葵葉がこの街に戻って来てからは、元気な葵葉の姿しか見ていなかった。

だから、葵葉の病気は回復に向かっているものとばかり神耶は思っていた。


だけど……

その姿は一時の幻でしかないと言うのだろうか?

あんなに楽しそうに好きな事をして、嬉しそうに未来を語っていたと言うのに。

生きる事を諦めていた葵葉が、やっと見据えた未来。

それを周りは諦めているなんて・・・・・・


無意識に、神耶はきつく自身の拳を握りしめていた。

そして、葵葉の様子が更に心配になって、葵葉を追い掛けるべく急いで駆け出す。





「っ!」


その時、見覚えのある、でも思いもよらなかった人物が神耶の横をすっと通り過ぎて行って・・・・・・

神耶は驚にピタリと足が止まった。



「・・・・・・あいつ、どうしてここに?」



思わずそんな疑問が神耶の口から零れた。

神耶を驚かせたその人物とは、昨日葵葉と出掛けた街で警察に追い掛けられた葵葉を助けた、あの男。

階段から落ちた葵葉を助けた、あの男。

確か名前を月岡祐樹と言ったか?

予想外の人物と、予想外の場所ではたした再会に、神耶はこの男の事が無性に気になって、気が付くと彼の背中目で追っていた。

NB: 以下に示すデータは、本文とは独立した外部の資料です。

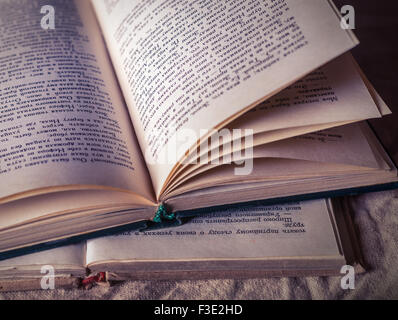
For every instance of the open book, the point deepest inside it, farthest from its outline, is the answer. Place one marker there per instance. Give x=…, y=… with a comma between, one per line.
x=127, y=105
x=296, y=239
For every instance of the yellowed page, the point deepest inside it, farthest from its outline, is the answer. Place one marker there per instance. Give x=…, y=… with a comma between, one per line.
x=185, y=67
x=63, y=120
x=301, y=229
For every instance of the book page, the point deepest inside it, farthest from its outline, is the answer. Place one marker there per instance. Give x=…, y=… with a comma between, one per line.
x=63, y=120
x=302, y=229
x=73, y=256
x=197, y=66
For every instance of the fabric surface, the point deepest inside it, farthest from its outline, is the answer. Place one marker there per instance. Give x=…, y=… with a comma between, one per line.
x=374, y=214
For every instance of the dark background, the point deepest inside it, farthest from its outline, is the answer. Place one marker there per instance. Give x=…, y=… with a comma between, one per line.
x=377, y=54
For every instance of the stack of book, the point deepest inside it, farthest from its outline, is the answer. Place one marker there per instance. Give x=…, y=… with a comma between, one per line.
x=126, y=116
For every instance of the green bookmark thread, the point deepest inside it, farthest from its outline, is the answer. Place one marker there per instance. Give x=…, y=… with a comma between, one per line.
x=162, y=214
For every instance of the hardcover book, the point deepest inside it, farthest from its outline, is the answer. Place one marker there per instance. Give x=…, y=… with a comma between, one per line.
x=131, y=111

月岡は、自分が立っていた診察室の前で一度立ち止まると、診察室の中へと姿を消して行く。



「・・・・・・」



彼が消えて行った診察室のドアをきつく睨み付けながら、暫くの間立ち尽くす神耶。



「あいつ・・・・・・」



一瞬、何か言いかけるも、それ以上は言葉をつぐんで、神耶は、再び駆け出した。

葵葉を追い掛けるべく、男が消えて行った診察室に背を向けて。